The trend has long been documented in the United States, where pickup trucks and massive SUVs have become increasingly favored by the general public since the 1990s. Now, the big cars have spread to Europe as well.
Despite the widely held belief that Europeans prefer compact vehicles, the average European car weight has increased by 9% in the past decade, with SUVs accounting for the vast majority of that increase.
Why is this concerning?
The consequences are bad for everyone and have not always been obvious. One little-known drawback to larger cars is the amount of particle pollution they generate from their tires. According to one study, the brakes in SUVs have to work twice as hard as those in a smaller car, causing increased particle pollution every time the vehicle slows down or stops.
However, the study observed that this problem is less pronounced in hybrid and battery electric vehicles, which use regenerative braking (where the electric motor slows down) instead of friction braking when possible.
Another downside to the larger vehicles is safety — especially the safety of children.

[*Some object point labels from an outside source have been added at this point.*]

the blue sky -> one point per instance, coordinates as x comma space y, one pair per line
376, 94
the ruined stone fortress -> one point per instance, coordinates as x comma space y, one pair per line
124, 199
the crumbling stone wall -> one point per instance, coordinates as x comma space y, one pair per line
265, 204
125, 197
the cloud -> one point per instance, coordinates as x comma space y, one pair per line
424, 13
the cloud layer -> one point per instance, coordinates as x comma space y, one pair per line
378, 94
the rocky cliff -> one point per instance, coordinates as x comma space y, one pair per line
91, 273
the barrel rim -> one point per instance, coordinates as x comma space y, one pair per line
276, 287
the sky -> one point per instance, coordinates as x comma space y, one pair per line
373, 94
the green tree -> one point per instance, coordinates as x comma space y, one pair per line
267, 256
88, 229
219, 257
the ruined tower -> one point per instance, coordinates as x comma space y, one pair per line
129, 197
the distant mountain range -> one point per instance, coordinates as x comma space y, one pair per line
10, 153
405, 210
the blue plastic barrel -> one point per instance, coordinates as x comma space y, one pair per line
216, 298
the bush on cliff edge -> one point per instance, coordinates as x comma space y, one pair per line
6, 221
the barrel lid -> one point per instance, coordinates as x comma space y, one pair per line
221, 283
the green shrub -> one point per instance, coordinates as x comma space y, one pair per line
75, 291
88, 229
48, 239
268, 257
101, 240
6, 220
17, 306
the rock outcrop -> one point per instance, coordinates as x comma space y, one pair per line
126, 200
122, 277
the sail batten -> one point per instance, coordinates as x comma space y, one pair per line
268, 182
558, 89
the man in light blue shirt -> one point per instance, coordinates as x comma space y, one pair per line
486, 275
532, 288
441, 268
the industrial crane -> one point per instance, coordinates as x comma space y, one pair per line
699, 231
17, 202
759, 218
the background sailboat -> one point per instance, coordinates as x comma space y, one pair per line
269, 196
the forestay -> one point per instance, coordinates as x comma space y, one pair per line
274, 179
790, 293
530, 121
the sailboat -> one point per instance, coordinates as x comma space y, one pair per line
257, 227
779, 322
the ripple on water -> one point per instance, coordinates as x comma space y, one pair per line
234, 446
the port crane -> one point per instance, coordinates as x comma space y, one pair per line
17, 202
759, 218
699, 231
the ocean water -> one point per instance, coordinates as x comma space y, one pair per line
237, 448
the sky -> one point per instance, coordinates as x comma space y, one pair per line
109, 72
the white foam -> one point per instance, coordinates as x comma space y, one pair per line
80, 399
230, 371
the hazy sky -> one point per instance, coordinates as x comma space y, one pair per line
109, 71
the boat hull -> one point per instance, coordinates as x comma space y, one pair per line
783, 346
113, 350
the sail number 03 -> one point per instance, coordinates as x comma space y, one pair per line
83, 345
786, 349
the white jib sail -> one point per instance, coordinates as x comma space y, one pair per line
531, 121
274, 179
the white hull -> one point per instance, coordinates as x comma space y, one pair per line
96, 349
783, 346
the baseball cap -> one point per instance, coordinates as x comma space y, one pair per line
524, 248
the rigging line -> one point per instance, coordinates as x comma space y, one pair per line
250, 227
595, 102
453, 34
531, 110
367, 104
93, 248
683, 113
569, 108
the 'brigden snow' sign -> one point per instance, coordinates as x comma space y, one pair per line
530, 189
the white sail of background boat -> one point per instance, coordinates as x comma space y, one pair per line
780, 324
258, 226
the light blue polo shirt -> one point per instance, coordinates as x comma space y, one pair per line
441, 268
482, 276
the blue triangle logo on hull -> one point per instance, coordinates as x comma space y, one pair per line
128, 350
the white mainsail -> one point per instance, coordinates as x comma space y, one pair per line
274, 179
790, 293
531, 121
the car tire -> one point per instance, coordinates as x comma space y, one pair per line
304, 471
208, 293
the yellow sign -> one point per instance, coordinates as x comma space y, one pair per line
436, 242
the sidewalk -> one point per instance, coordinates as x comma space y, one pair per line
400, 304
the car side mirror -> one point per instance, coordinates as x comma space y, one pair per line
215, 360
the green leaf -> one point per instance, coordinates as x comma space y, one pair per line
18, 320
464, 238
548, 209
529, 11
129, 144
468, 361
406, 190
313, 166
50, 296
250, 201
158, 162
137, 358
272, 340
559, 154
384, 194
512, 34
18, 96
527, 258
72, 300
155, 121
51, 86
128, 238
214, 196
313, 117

One study showed that a child is eight times more likely to die when struck by an SUV than a standard-sized car.
"Fatal pedestrian and pedalcyclist crashes have been on the rise in the United States since 2009. This rise in fatalities coincides with the rise of large vehicles on American roadways," the study said.
Larger cars also take up more space, which is becoming an especially prominent problem in cities. The Paris city government recently announced a plan to charge SUV drivers higher parking fees, which makes sense because they require extra parking.
What can be done about it?
Unfortunately, these problems are only likely to worsen as long as massive pickup and SUVs remain trendy — and as long as car companies keep making their stock bigger and bigger, which increases their profit margins, as bigger cars sell for more money.
"We can only buy the cars on sale, and if automakers refuse to build or import smaller vehicles, all that leaves are big ones for us to choose from," Ars Technica wrote. "[Getting] politicians to pull some policy levers that could encourage [them] — tying an EV's tax credit to a lower curb weight for example, rather than the current scheme, which creates a perverse incentive to make more SUVs and fewer cars" could help.